Los personajes de Botero, como los grandes de la literatura universal, los reconocemos desde su extraña y al mismo tiempo ambivalente sencillez: se mecen ingrávidos en la forma y en el volumen, son sutiles y ligeros a pesar de sus gruesas corporeidades, las candideces de sus rostros dejan ver así mismo tensión y drama, la ternura que concitan en quienes se acercan a ellos, se erige al mismo tiempo en respeto y distancia reverencial. A pesar de ser inmensos e inabarcables en su ingente humanidad, son del tamaño de nuestros propios anhelos y sueños y nos reconocemos en ellos, no en vano el propio artista jamás dudó en calificar a su obra como costumbrista y pintoresca, es decir, propia de nosotros mismos, de allí su afán de regalar a su tierra natal algunas de sus más importantes y representativas obras.

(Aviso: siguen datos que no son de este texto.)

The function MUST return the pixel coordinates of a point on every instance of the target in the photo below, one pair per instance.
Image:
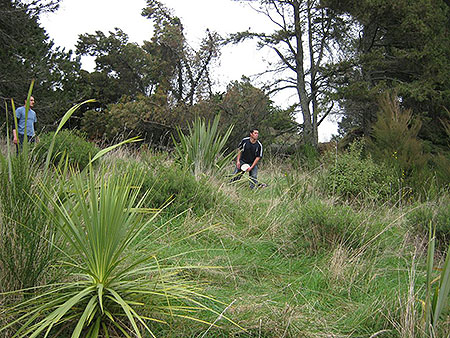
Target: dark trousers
(237, 174)
(21, 137)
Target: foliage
(437, 299)
(301, 40)
(352, 175)
(114, 286)
(202, 150)
(26, 237)
(436, 213)
(396, 45)
(185, 71)
(27, 53)
(305, 157)
(70, 145)
(395, 140)
(318, 226)
(27, 240)
(169, 183)
(122, 68)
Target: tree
(302, 42)
(397, 45)
(27, 53)
(122, 68)
(245, 106)
(184, 70)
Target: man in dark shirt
(249, 153)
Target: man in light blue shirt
(31, 120)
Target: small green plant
(68, 144)
(202, 149)
(169, 182)
(305, 157)
(352, 174)
(437, 292)
(318, 226)
(438, 214)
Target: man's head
(31, 101)
(254, 133)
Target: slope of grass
(289, 260)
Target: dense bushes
(68, 143)
(351, 174)
(320, 226)
(435, 214)
(168, 182)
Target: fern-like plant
(112, 287)
(202, 149)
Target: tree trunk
(308, 130)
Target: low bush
(69, 143)
(352, 175)
(320, 226)
(438, 214)
(167, 181)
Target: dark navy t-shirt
(250, 150)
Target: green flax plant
(114, 287)
(437, 291)
(202, 149)
(26, 237)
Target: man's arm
(238, 159)
(255, 162)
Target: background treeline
(359, 58)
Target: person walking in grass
(19, 135)
(250, 152)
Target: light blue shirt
(20, 114)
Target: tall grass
(26, 237)
(202, 150)
(113, 288)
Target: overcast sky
(76, 17)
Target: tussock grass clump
(436, 213)
(114, 286)
(70, 145)
(318, 226)
(353, 174)
(27, 238)
(170, 183)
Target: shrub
(305, 157)
(69, 143)
(437, 214)
(168, 181)
(203, 149)
(317, 226)
(395, 142)
(354, 175)
(115, 287)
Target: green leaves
(202, 150)
(435, 302)
(112, 285)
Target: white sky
(76, 17)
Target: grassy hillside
(298, 258)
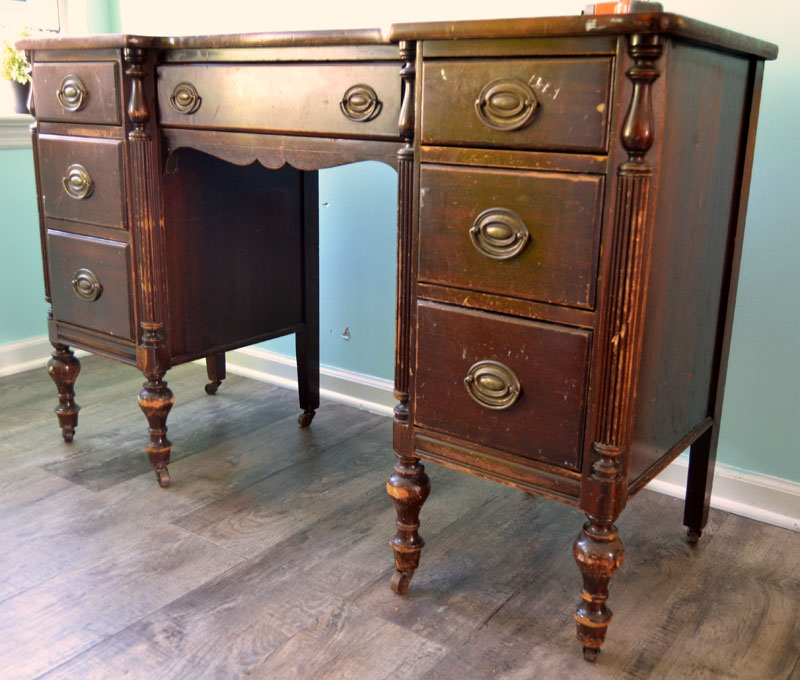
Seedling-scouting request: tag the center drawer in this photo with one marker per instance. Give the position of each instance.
(357, 100)
(510, 384)
(524, 234)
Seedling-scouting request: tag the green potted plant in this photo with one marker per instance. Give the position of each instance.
(15, 68)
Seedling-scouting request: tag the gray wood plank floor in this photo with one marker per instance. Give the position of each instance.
(269, 556)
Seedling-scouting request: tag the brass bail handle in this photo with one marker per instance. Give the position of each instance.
(492, 385)
(86, 285)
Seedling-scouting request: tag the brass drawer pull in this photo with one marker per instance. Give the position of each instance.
(86, 285)
(72, 93)
(492, 385)
(499, 233)
(506, 104)
(360, 103)
(185, 98)
(77, 182)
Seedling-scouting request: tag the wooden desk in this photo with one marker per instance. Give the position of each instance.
(572, 195)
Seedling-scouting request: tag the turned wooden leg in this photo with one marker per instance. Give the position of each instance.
(408, 488)
(598, 552)
(215, 367)
(156, 400)
(63, 368)
(702, 456)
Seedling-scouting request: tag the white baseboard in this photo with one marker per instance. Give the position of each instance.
(767, 499)
(356, 389)
(749, 494)
(23, 355)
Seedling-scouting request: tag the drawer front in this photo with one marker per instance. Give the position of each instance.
(552, 104)
(89, 282)
(78, 92)
(532, 235)
(467, 365)
(82, 179)
(358, 100)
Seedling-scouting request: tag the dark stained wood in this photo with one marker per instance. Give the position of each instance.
(571, 95)
(223, 293)
(692, 249)
(296, 98)
(559, 212)
(508, 158)
(215, 366)
(599, 25)
(701, 460)
(102, 160)
(602, 138)
(546, 421)
(63, 368)
(516, 307)
(71, 256)
(93, 105)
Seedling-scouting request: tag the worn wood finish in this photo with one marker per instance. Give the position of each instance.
(102, 161)
(86, 102)
(571, 195)
(558, 213)
(99, 297)
(298, 98)
(570, 97)
(544, 423)
(259, 251)
(262, 567)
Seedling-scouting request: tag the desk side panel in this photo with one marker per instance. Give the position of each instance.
(234, 253)
(694, 226)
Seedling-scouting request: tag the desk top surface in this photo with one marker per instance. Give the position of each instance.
(545, 27)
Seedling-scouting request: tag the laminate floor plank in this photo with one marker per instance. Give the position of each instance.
(269, 556)
(348, 643)
(113, 452)
(80, 607)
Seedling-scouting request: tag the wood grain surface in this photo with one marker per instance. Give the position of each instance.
(269, 556)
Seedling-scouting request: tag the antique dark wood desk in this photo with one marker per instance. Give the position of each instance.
(572, 195)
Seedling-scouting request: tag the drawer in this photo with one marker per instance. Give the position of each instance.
(344, 99)
(552, 104)
(78, 92)
(89, 282)
(82, 179)
(525, 234)
(467, 365)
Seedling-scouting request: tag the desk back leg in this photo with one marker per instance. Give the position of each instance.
(215, 367)
(307, 340)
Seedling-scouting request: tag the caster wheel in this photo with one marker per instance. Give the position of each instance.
(590, 654)
(400, 582)
(163, 478)
(305, 418)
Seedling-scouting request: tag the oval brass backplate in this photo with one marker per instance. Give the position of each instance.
(360, 103)
(492, 385)
(77, 182)
(86, 285)
(506, 104)
(499, 233)
(185, 98)
(72, 93)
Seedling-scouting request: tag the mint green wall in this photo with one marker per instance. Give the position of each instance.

Al partir Fernando Botero de este mundo físico, deja entre nosotros su inmensa obra repartida en colecciones públicas y privadas, en calles y plazas del mundo. Al no ser ya, no puede estar presente, pero sí lo está su noción artística y su mundo interior, patentizados en sus cuadros y esculturas. En un delicioso diálogo que tienen Goethe y Hemingway en la obra La inmortalidad, del también recientemente fallecido escritor checo Milan Kundera, le expresa Goethe a su colega estadounidense: “Los libros están en el mundo sin mí”. Pareciera una frase nimia, pero es de una profundidad abismal: en ella radica el ansia de inmortalidad de todo autor, pero al mismo tiempo simboliza una enorme tragedia: trabajar sin descanso para una hipotética posteridad, de la que no seremos testigos, de la que no tendremos conciencia. Una inmortalidad que no es de incumbencia del autor, al no estar ya, pero que dice mucho a la humanidad como abstracción y como realidad.